My work email account is mostly read because reading and responding to emails is one of the ways that I manage to remain gainfully employed. But my personal email currently has 27,230 unread emails. Most of these are newsletters and emails from people wanting to somehow optimize this blog or help me reach 1 trillion followers on Instagram.
Whatever the purpose, it's almost impossible to keep up. And since having unread asymmetric emails of little consequence doesn't bother me in the slightest, I let it go.
This is one way to deal with the firehose -- acceptance. And in Benedict's post he makes the argument that maybe the push that we are seeing toward the metaverse is exactly that -- full acceptance. "When software eats the world, it's not software anymore."

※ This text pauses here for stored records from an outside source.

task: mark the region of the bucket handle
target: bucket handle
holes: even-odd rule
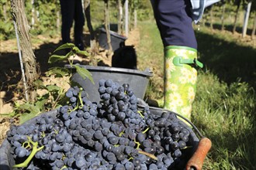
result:
[[[186,170],[201,170],[202,168],[203,161],[206,155],[212,147],[212,141],[204,137],[200,139],[196,151],[189,160]]]

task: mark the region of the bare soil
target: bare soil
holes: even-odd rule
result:
[[[85,44],[89,46],[89,40],[87,39],[87,33],[85,32]],[[126,40],[126,45],[138,45],[140,39],[139,30],[133,29],[129,34],[129,38]],[[49,56],[53,52],[61,45],[61,36],[37,36],[31,37],[33,49],[40,66],[40,79],[44,85],[50,82],[55,82],[57,84],[61,80],[48,77],[45,73],[49,68],[55,66],[64,66],[64,63],[50,65],[47,63]],[[17,42],[16,39],[9,39],[0,42],[0,145],[5,138],[6,131],[12,124],[19,124],[19,120],[6,116],[11,113],[14,108],[14,102],[24,102],[24,94],[22,93],[22,72],[19,60]],[[76,56],[77,63],[87,65],[91,64],[93,60],[98,61],[98,66],[111,66],[111,55],[108,54],[104,49],[99,47],[96,55],[92,57]],[[55,80],[54,80],[55,79]],[[65,85],[65,89],[69,87]],[[38,93],[43,93],[39,91]]]

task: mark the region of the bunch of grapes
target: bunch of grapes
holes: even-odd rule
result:
[[[190,132],[173,113],[137,107],[128,83],[99,82],[101,101],[78,87],[57,117],[8,131],[16,168],[29,169],[178,169],[185,164]]]

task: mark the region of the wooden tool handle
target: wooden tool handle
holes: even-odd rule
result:
[[[203,161],[209,150],[212,147],[212,141],[207,138],[202,138],[199,143],[198,148],[192,157],[189,160],[186,170],[201,170]]]

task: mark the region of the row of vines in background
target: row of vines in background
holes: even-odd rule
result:
[[[118,22],[118,0],[108,0],[109,5],[110,23]],[[61,24],[61,15],[60,0],[29,0],[24,1],[26,16],[31,26],[30,32],[33,35],[43,33],[54,34],[60,32]],[[121,0],[124,3],[124,0]],[[240,2],[238,8],[238,19],[235,26],[241,27],[244,22],[244,9],[248,1],[225,0],[214,5],[213,8],[206,8],[202,19],[204,23],[218,23],[223,21],[223,25],[232,26],[234,24],[237,15],[237,3]],[[0,39],[12,39],[15,36],[13,22],[11,15],[10,1],[0,0]],[[137,13],[138,21],[153,17],[152,9],[149,0],[129,0],[129,10],[130,22],[130,28],[136,24],[134,12]],[[92,26],[95,28],[101,26],[104,22],[104,1],[91,0],[91,18]],[[211,19],[211,12],[213,18]],[[248,29],[252,29],[256,17],[256,3],[252,2]],[[211,23],[212,24],[212,23]],[[221,24],[221,23],[220,23]],[[85,29],[86,29],[85,27]]]
[[[150,6],[147,0],[139,2],[130,1],[130,6],[134,8],[134,4],[140,8],[137,16],[138,19],[145,19],[151,12]],[[29,23],[30,33],[39,35],[43,33],[54,34],[60,32],[61,25],[61,14],[60,0],[29,0],[25,2],[26,15]],[[122,3],[123,1],[122,1]],[[116,1],[109,1],[109,18],[111,23],[117,22],[117,4]],[[14,38],[15,31],[11,15],[11,2],[0,0],[0,39],[5,40]],[[91,17],[94,27],[99,27],[104,22],[104,1],[91,1]],[[133,8],[130,8],[132,10]],[[131,17],[133,18],[133,17]],[[130,19],[131,19],[130,18]]]

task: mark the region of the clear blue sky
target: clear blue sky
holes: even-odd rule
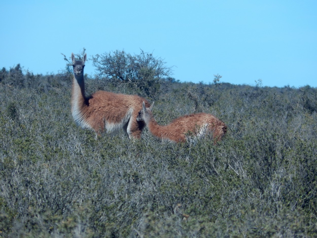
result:
[[[3,0],[0,67],[56,74],[61,53],[141,49],[181,82],[316,87],[316,0]]]

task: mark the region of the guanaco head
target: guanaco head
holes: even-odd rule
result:
[[[149,113],[152,111],[154,105],[154,102],[153,102],[149,108],[146,108],[145,107],[145,103],[144,101],[143,103],[142,103],[142,109],[139,112],[139,115],[137,116],[137,121],[138,122],[146,121],[146,118],[148,118]]]
[[[76,60],[75,59],[75,55],[72,53],[72,61],[73,62],[73,68],[74,70],[74,74],[75,76],[81,76],[84,74],[84,67],[85,62],[87,59],[87,54],[85,53],[82,60]]]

But the opposite way of dealing with information overload is extreme simplification. And there is something so beautiful about minimalism in a world of too much.

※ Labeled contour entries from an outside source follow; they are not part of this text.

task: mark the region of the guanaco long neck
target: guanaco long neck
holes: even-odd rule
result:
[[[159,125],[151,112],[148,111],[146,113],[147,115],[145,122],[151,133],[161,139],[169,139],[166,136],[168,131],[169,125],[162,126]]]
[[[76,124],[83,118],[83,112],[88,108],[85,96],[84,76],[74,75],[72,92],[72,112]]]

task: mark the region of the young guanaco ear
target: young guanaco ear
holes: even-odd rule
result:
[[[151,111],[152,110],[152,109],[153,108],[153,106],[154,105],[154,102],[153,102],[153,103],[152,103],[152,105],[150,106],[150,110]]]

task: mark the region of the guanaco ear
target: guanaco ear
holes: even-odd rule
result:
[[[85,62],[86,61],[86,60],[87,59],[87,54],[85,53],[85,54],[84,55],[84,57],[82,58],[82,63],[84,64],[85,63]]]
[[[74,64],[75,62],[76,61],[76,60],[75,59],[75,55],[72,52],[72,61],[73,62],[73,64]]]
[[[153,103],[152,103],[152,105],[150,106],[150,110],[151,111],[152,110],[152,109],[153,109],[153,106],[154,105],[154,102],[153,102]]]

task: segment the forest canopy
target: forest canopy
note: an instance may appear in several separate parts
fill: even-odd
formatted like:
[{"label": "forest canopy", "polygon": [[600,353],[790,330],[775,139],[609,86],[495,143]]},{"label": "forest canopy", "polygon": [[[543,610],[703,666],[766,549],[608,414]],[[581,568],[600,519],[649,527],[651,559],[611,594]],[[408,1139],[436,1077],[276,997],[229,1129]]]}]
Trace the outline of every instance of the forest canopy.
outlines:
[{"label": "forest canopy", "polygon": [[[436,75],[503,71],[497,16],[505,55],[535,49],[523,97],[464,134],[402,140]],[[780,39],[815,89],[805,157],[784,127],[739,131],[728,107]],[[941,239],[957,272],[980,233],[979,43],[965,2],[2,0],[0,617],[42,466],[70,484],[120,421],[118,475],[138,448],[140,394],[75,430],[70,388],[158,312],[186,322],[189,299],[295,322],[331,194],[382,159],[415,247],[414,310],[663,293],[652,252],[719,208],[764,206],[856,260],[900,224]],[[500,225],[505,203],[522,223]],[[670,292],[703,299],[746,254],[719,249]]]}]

Today I learned about a bookstore in Tokyo called Morioka Shoten (shoten = bookstore). It is located in Ginza (pictured above) and the proposition is "a single room with a single book." The bookstore consists of, you know, a single room and at any given time there is only one book for sale.
Each book is available for six days, after which time a new book is made available. In addition to selling one book at a time, the single room shop is used for things like events and exhibitions.
It's a radical idea and perhaps it is best suited to Japan. But maybe we all need things that slow us down and focus our attention on only a few things or even a single thing. Maybe we need it to offset the information firehose.